Tras una temporada repleta de títulos, el Fútbol Club Barcelona comienza el nuevo curso como el enemigo a batir. Con gran fútbol, nuevas caras y hambre de conseguir nuevos logros, los de Guardiola volverán a librar grandes batallas en campos hostiles de la Europa fría, mostrarán su juego más vertical en los campos de la España profunda y se medirán a los equipos más potentes del mundo. Una nueva temporada comienza. La Crónica Blaugrana lo contará todo. Bienvenidos.

lunes, 12 de diciembre de 2011

Melodía bélica en el Clásico

Pablo Orleans | El ritmo del Barça sonó con acordes dorados por la capital de España. La orquesta dirigida por un coherente y atrevido Pep Guardiola impuso su perfección en uno de los escenarios más exigentes del mundo. Ni el rápido traspiés sufrido con una nota malsonante de un Valdés demasiado confiado en conocer a la perfección la partitura, ensayada durante años y con notas minuciosamente seleccionadas, impidió que el respetable ovacionará la actuación de los maestros y salieran victoriosos de tan complicado compromiso. De la mano del genio argentino, Leo Messi, la sinfonía paciente del grupo en general cosechó frutos conforme pasaban los actos. Iniesta, hábil como siempre en su faceta, y Xavi, manejando la batuta con habilidad y esmero, hicieron de "flautistas de Hamelin", robando resistencia a los blancos oponentes y animando a los suyos a seguir el único camino posible: la música perfecta.
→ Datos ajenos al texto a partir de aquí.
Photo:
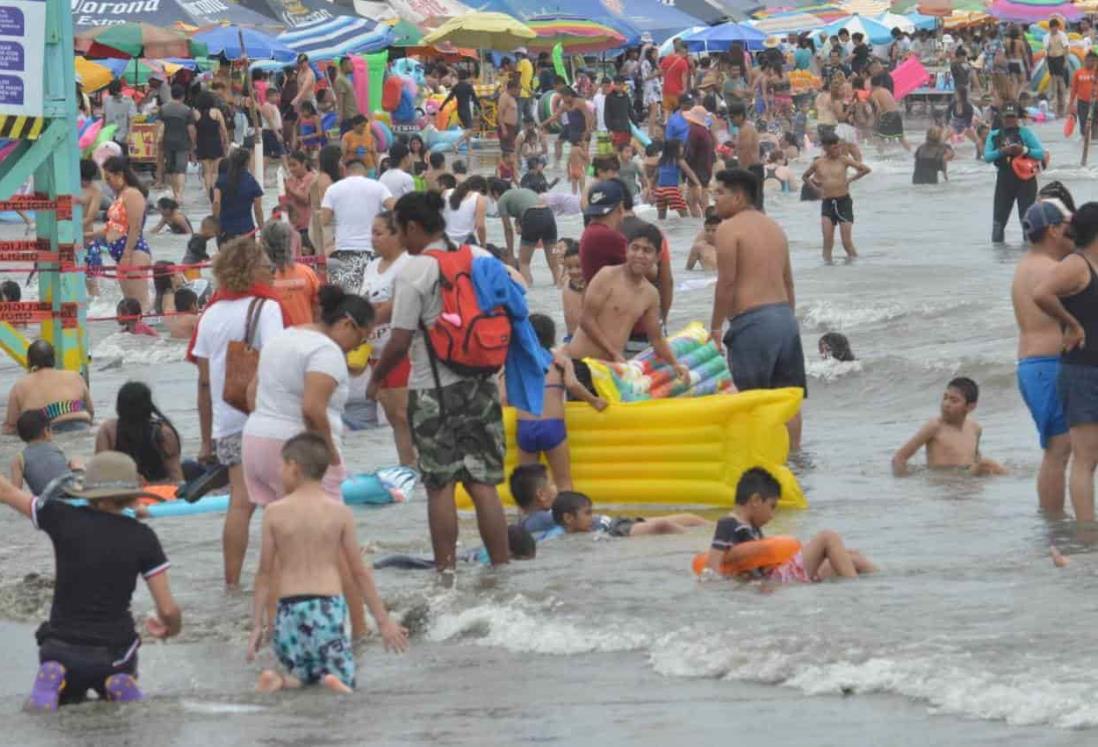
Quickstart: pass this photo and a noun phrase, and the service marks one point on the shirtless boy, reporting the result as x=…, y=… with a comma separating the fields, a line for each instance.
x=1039, y=346
x=615, y=300
x=828, y=175
x=304, y=535
x=952, y=439
x=754, y=293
Fue entonces cuando la batalla dio un vuelco enorme. Los vengativos guerreros capitalinos, buscando con ansia el momento de devolver los golpes pasados, dejaron a un lado la concentración y se centraron en apuntillar al bando rival con precipitación y necesidad. Se ahogaron en sus propias exigencias y su líder, un Ronaldo que llegaba con una buena racha de bajas en anteriores batallas, erró inexplicablemente en los momentos en los que los jefes nunca deben fallar. Siguiendo el guión de guerras anteriores, el portugués se cerró en sí mismo y la presión apagó su gran momento de forma hasta el momento. Así, el batallón culé avanzó sin descanso pero con cautela por terreno hostil penetrando por tres veces en el campo base rival. El primer susto quedó en anécdota y los de Guardiola se alzaron con la victoria. Una batalla ganada no da la guerra, pero anima a las tropas a seguir luchando por conseguir su objetivo. La Liga todavía no está (ni mucho menos) sentenciada.